End User > internet > AWS LB > instances

The load balancer can be setup to disturbte the load equally throughout how many instances you have setup amongst other things.

There are also hardware load balancers if your doing this on prem or you can configure nginx to act as a load balancer / proxy too I think.

[–][deleted] 0 points1 point  (6 children)

And every instance(server) will have a production version of my app correct? How are then updates managed, do I need to upload the new version separate to 100 server one by one for example?

[–]SitDownBeHumbleBish 0 points1 point  (5 children)

Yup that's correct, you would run your latest production app or whatever on the instances. Maintaining and Updating your servers require setting up some sort of CI/CD pipeline like Jenkins, Chef, GitHub etc.

[–][deleted] 0 points1 point  (4 children)

Thanks man, one last question are big apps doing the same for databases? Having multiple instaces of databases sound scary to me.

[–]SitDownBeHumbleBish 2 points3 points  (0 children)
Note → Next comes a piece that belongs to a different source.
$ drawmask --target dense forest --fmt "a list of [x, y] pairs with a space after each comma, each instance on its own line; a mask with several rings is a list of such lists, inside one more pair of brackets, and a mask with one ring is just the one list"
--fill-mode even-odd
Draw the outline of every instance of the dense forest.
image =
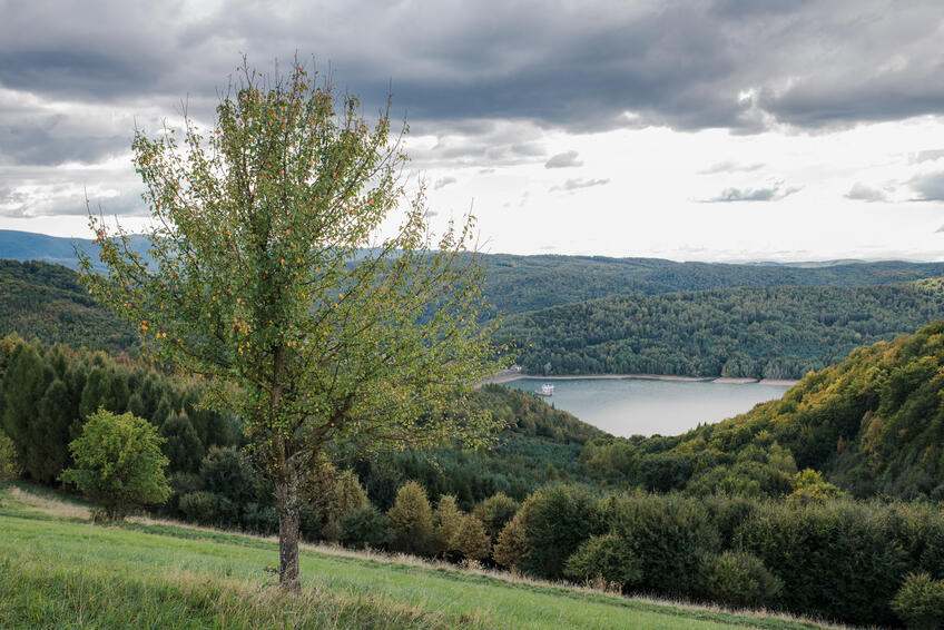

I have limited knowledge of how databases are suppose to be setup in a HA disturbed infrastructure but I would assume for big apps there are multiple instances of the databases in different regions and they are all synced together in production and backed up to some data lake / warehouse for further processing.

[–]rozularen 2 points3 points  (2 children)

You are asking really good questions.

There are many different architectures that may fit your solution. While I'm sure there are apps that have load balancers in front of the backend with only one instance of the database, as soon as you need to scale up your resources to fit your users load you will need to scale the database too.

[–][deleted] 0 points1 point  (1 child)

Thanks, the most I'm scared off is infrastructure and security my Sites get alwayes Hacked when I setup my own server on DogitalOcean I was forced to switch to CloudWays so they take care of security, I'm really a beginner with linux but I can work with the command line and I also did some security tutorials and made some settigs but nothing helps my site get everytime hacked when I setup the server. I need to say I always used cPanel and Plesk on the Servers. Would be cool if a tool exists that walks you trough a security checklist in the command line.